### A Simple Neural Network

Now that we have some image data to feed in, we need a neural network to feed it into.  The neural network takes the image data as its input, and produces a classification as output.  The classification is the neural network's calculation of what digit it thinks the input represents.

The input is therefore 28x28 = 784 numbers, i.e. one for each pixel in the input image.  The output of the neural network is a set of 10 numbers, where each number represents the probability of the image being that digit.

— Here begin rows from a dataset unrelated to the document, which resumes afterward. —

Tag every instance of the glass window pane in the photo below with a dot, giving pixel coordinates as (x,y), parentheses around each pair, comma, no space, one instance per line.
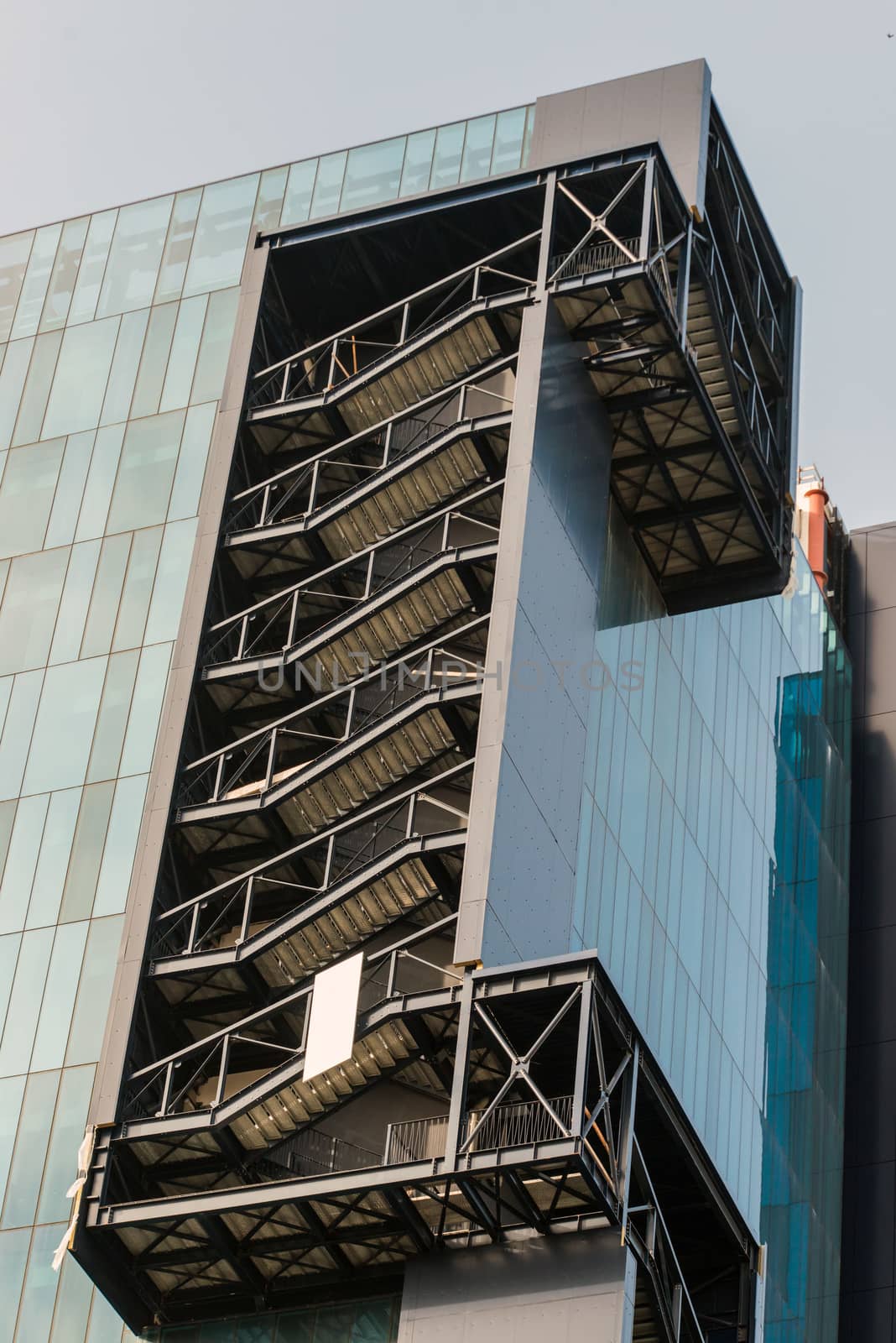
(93,268)
(13,379)
(15,252)
(215,349)
(121,845)
(170,582)
(181,363)
(270,199)
(13,1255)
(70,490)
(154,366)
(445,165)
(134,257)
(11,1094)
(22,860)
(86,852)
(327,187)
(24,1001)
(138,588)
(147,472)
(145,709)
(34,289)
(190,463)
(16,731)
(65,725)
(29,608)
(221,234)
(300,190)
(107,595)
(7,809)
(96,986)
(528,134)
(26,499)
(8,955)
(373,174)
(113,716)
(76,1291)
(76,602)
(508,140)
(34,398)
(414,176)
(53,864)
(101,478)
(65,273)
(60,997)
(39,1293)
(125,364)
(105,1323)
(177,246)
(477,161)
(82,374)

#### Structure of the Network

We are going to build a really simple network to start off with.  It is going to have 3 layers.  The input layer has 784 nodes - one for each input pixel.  The output layer has 10 nodes, one for each digit.  The middle layer has 5 nodes.  Every node in thee input layer is connected to each of the five middle layer nodes, and each node in the middle layer is connected to each node in the output.  This is called a fully connected network.

In [66]:
import torch.nn as nn

class SimpleNet(nn.Module):
    def __init__(self):
        super(SimpleNet, self).__init__()
        self.fc1 = nn.Linear(784, 5)
        self.fc2 = nn.Linear(5, 10)

    def forward(self, x):
        x = x.view(784)
        x = nn.functional.relu(self.fc1(x))
        x = self.fc2(x)
        return x

net = SimpleNet()

Now we can test the model, by passing an image to it and seeing what it predicts.  This is probably wrong at the moment, since the model is created with random values for the node weights, and therefore the prediction is random at the moment.  So it has a 1 in 10 chance of being right, since there are 10 possible answers (digits).

In [67]:

# reference the libraries we will use
import torchvision.datasets as datasets
import torchvision.transforms as transforms

# download and load the MNIST dataset
mnist = datasets.MNIST(root='./data', download=True)

# get the first image and its label
# change the index number here to show other images and labels
image, label = mnist[0]

# convert the image to a tensor - ie a list of numbers suitable for input into a neural network
# this converts the image from a PIL image to a PyTorch tensor, and also scales the pixel values from 0-255 to 0-1
tensor = transforms.ToTensor()(image)

# pass the image through the neural network
output = net(tensor)
print(f"Output = {output}")

Output = tensor([ 0.2345, -0.1748, -0.0267, -0.0392,  0.3167, -0.0355,  0.4001, -0.3960,
        -0.0787,  0.2393], grad_fn=<ViewBackward0>)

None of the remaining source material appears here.